MİMARLIĞI GÖREBİLMEK
(Bruno Zevi)
Yirminci yüzyılın önde gelen mimarlık kuramcılarından Bruno Zevi'nin en ünlü çalışması olan Mimarlığı Görebilmek başlıklı kitabı, gözden geçirilmiş yeni basımıyla Arketon etiketiyle raflardaki yerini aldı. Mimari gerçekliği çeşitli faktörler üzerinden tanımlayan ve farklı yaklaşımları irdeleyen Zevi 1948'de kaleme aldığı ve bugüne dek tüm dillere aktarılmış çalışmasıyla modernist mimarlık yazınının en parlak örneklerinden birini veriyor. Mimarlık tarihçisi Bülent Özer, 1961'de bu kitap üzerine şunları söylüyor: "Çağdaş yapı sanatı alanında dünyaya ün salmış iki seçkin kişi bir üçüncüyü tanımlarken aşağı yukarı aynı övgülere başvuruyorlar. Övenler F.L.Wright ve Lewis Mumford, övülen insan ise Bruno Zevi. İlkin Mumford'a kulak verelim: 'Bruno Zevi, mimari düşüncenin değil yalnız İtalya'daki, fakat bütün Avrupa'daki önderidir!' Wright'ın yargısı bir bakıma daha da geniş, daha da kesin: 'Bruno Zevi, çağımızın en derin, en samimi eleştiricisidir. Onda, yapı sanatını görebilme, gördüklerini de korkusuz, aydınlatıcı terimlerle anlatabilme gücü var!' Kitabın özü ve savunduğu tez, İngilizce baskısının başlığında üç kelimeyle anlatılıvermiş: 'Mekân olarak mimari'."

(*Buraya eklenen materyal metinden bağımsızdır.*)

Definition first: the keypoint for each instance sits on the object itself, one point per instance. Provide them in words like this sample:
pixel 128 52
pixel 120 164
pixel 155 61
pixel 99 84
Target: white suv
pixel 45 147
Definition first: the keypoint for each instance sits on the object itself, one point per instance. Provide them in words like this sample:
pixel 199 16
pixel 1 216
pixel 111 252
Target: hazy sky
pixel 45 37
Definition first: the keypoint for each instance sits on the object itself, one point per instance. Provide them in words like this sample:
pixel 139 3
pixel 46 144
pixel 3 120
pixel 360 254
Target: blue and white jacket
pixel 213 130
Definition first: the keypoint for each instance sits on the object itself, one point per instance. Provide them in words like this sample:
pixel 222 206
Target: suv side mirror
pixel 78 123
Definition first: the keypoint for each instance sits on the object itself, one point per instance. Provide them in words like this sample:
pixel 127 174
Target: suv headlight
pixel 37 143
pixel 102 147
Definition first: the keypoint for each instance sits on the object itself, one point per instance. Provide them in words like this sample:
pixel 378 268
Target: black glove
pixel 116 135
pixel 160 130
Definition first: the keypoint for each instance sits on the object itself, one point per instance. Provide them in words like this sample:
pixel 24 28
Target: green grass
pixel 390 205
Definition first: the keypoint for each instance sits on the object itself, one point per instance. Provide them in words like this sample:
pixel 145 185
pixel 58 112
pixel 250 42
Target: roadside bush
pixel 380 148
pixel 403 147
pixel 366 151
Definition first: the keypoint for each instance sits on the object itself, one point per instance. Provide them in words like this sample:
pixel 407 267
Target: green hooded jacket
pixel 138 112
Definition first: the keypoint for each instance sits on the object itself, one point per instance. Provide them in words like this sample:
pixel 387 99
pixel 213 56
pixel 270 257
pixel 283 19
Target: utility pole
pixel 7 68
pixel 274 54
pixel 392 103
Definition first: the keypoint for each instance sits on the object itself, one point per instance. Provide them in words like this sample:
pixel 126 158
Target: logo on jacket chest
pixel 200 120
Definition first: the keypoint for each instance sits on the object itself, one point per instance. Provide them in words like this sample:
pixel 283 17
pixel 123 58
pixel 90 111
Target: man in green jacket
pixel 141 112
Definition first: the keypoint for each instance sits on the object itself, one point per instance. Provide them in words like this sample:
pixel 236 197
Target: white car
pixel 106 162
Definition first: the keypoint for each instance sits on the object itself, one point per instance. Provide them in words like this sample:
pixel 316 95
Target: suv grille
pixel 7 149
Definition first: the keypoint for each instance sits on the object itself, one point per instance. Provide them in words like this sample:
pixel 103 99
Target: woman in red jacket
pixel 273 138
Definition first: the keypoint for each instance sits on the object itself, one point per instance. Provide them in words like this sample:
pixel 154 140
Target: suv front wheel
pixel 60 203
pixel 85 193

HİÇ DÜŞÜNDÜN MÜ? ATILGANLIK NEDİR?
(Ayşe Oy)
Çocuklarla felsefe ve soruşturma yapmaya uygun olan Hiç Düşündün mü? serisi Mandolin Yayınları tarafından çocuklarla buluşturuluyor. Altı kitaptan oluşan Hiç Düşündün mü? serisinin ilk iki kitabı ‘Hiç Düşündün Mü? Atılganlık Nedir?’ ve ‘Hiç Düşündün Mü? Üzüntü ve Yas Nedir?’ ile çocuklar hem merak ettikleri konular üzerinde düşünüyor hem de yetişkinlerle birlikte kaliteli zaman geçiriyor. Bazı insanlar duygularını,problemlerini rahatça belirtir.Bazı insanlar kendilerini rahat ifade edemez, topluluk içinde söz almaktan ya da ön plana çıkmaktan çekinirler. Bu kitapta atılganlık ve çekingenliğin ne olduğu, pedagog Ayşen Oy tarafından samimi bir dille anlatılıp önerilerde bulunuluyor.